Verwijtbaarheid van de overtreding
3.2. [appellanten] betogen dat de burgemeester niet heeft onderkend dat hen geen verwijt van de overtreding kan worden gemaakt. Zij bezochten het bedrijfspand regelmatig. Ten tijde van de inval waren zij met vakantie, maar de broer van [appellant A] ging ook regelmatig bij het bedrijfspand langs. [appellanten] voeren aan dat zij en de broer van [appellant A] nooit iets vreemds hebben opgemerkt. In het bedrijfspand waren altijd één of meerdere auto’s aanwezig die werden uitgedeukt en/of gespoten. Het is niet gek als er een tijd maar één auto op het terrein stond. Je kan met één auto namelijk heel lang bezig zijn. [appellanten] erkennen dat er regelmatig mensen langskwamen bij [huurder]. Zij vonden dat echter niet vreemd. Regelmatig bezoek van familieleden of vrienden hoeft helemaal niet op de aanwezigheid van drugs te duiden. De reden dat bezoekers het pand via de achteringang betraden was dat deze ingang de enige ingang van het bedrijfspand was die nog in gebruik was. [appellanten] betogen dat de burgemeester teveel waarde heeft gehecht aan de getuigenverklaringen. Deze getuigenverklaringen zijn afkomstig van de buren en zij hebben deze verklaringen pas gegeven nadat de inval had plaatsgevonden. Bovendien hadden zij er persoonlijk belang bij dat [huurder] het pand niet langer gebruikte, aldus [appellanten].
Gevolgen van de sluiting
4. [appellanten] betogen dat de burgemeester onvoldoende rekening heeft gehouden met de gevolgen die zij van de sluiting hebben ondervonden. Door de sluiting is het bedrijfspand bekend geworden als een drugspand. Er zijn verschillende berichten in de media verschenen en dat heeft geleid tot een flinke reputatieschade.

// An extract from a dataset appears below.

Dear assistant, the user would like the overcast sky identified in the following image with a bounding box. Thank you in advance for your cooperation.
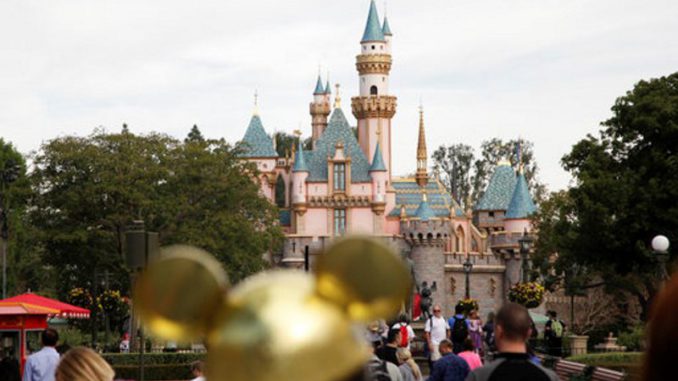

Ook zijn zij 12 maanden aan huurinkomsten misgelopen, die bedoeld waren voor een aanvulling op hun pensioen.
Het oordeel van de Afdeling
Mocht de burgemeester de bestuurlijke rapportage van 19 juli 2019 aan zijn besluit ten grondslag leggen?
5. De burgemeester heeft op 30 juni 2016 besloten om het bedrijfspand te sluiten. [appellanten] hebben bezwaar gemaakt tegen dit besluit. Op 29 november 2016 heeft de burgemeester een besluit op dit bezwaar genomen. De Afdeling heeft het besluit op bezwaar van 29 november 2016 in haar uitspraak van 4 juli 2018 vernietigd. Daarom moest de burgemeester een nieuw besluit nemen op het bezwaar dat [appellanten] hebben gemaakt. In dat nieuwe besluit moest de burgemeester weer een volledige heroverweging maken aan de hand van dat bezwaar. Dat betekent dat hij opnieuw moest beoordelen of het besluit van 30 juni 2016 juist was. Daarbij mocht hij ook feiten en omstandigheden betrekken die hij destijds nog niet kende. De bestuurlijke rapportage van 19 juli 2018, opgesteld door [persoon] uit naam van de Dienst Landelijke Recherche, biedt nieuwe informatie over het aantreffen van 24 kg cocaïne in het bedrijfspand en de handelingen die daaraan vooraf zijn gegaan. [appellanten] hebben niet aannemelijk gemaakt dat deze rapportage fouten bevat. De burgemeester mocht de informatie uit de bestuurlijke rapportage daarom aan zijn besluit ten grondslag leggen.
Kon het college in redelijkheid tot sluiting van het bedrijfspand overgaan?
6. In de uitspraak van 4 juli 2018 heeft de Afdeling geoordeeld dat de burgemeester de bevoegdheid had om het bedrijfspand van [appellanten] te sluiten. Dat staat nu dus vast. De Afdeling buigt zich in deze procedure alleen over de vraag of de burgemeester in redelijkheid gebruik heeft kunnen maken van die bevoegdheid.
6.1. De sluiting van het bedrijfspand voor de duur van 12 maanden is in overeenstemming met het handhavingsbeleid van de burgemeester. Maar dat betekent, zoals de Afdeling ook heeft overwogen in de uitspraak van 4 juli 2018, niet zonder meer dat de burgemeester zijn besluit tot sluiting in redelijkheid heeft kunnen nemen. De burgemeester moet bij het nemen van een besluit een nadere beoordeling maken. Daarbij moet hij alle omstandigheden van het geval betrekken en bezien of deze op zichzelf dan wel tezamen met andere omstandigheden, moeten worden aangemerkt als bijzondere omstandigheden in de zin van artikel 4:84 van de Algemene wet bestuursrecht (hierna: de Awb).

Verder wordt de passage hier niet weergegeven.